We’re OK in Gaza. Our houses are piles of splinters and cinders. Some of us don’t even recognize them: heaps of shadows swimming in a realm of dust. Our dreams have been crucified guiltlessly, yet we discover them again when they accost us on that winding path through the dark valley. As for our streets, they’ve become clumps of grass trampled by horses bent on leveling some fortress somewhere that doesn’t exist. We have no stake in this vendetta, yet we rake in the pain of it all the same. We are OK. In spite of everything. No house, no trace of a road, no horse waiting in the paddock. Only the rabbit, escaped from his wooden cage, gathers up the grass of the garden and builds a new house.
We’re OK in Gaza, though most of us have been forced to leave our homes and flee to live in schools. From flight to flight, from tent to tent. Some of us, who find no place to stay in the schools and no tent to enter, take up residence in the street. We spread out the earth beneath us, and cover ourselves with the sky.
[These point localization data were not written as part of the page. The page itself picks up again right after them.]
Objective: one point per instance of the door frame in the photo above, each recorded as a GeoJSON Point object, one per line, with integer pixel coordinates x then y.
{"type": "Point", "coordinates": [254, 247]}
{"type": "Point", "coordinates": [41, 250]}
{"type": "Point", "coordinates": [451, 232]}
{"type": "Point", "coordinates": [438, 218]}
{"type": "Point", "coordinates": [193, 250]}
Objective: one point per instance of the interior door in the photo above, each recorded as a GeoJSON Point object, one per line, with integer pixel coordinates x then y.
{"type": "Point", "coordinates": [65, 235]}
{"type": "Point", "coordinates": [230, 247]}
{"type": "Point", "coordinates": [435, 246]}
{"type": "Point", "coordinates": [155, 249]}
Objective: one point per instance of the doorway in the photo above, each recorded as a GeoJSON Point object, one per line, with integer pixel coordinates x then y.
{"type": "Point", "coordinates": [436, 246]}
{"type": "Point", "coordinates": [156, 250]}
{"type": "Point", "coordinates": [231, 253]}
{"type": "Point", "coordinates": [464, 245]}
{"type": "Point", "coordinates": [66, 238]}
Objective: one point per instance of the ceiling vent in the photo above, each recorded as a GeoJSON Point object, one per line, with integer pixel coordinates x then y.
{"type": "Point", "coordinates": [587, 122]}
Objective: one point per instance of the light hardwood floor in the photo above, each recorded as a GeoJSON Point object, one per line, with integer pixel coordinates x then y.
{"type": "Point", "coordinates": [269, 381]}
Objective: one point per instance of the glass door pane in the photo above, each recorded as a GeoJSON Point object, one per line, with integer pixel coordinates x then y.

We hang our laundry on the sidewalk railings, wash it with the saliva of life itself, and dry it with the flame of death that hangs over the neighborhood.
We’re OK in Gaza. The ambulance is still running; its efforts are without equal. The journalist’s camera swallows up the news of our deaths, delicious platters and savory pastries to be stored away by the media agencies. In the eyes of the world, we are still the executioners, despite our blood spilling like milk from a child’s cup.
We’re OK in Gaza. If only we knew that this war would end, and that we would be rescued from it as we were rescued from the one before. We’re OK in spite of it all.
– “Hello, Gaza? Are you OK?”
– “The owner of the number you are trying to reach is dead.”
Atef Abu Saif is a Palestinian author who lives in Gaza.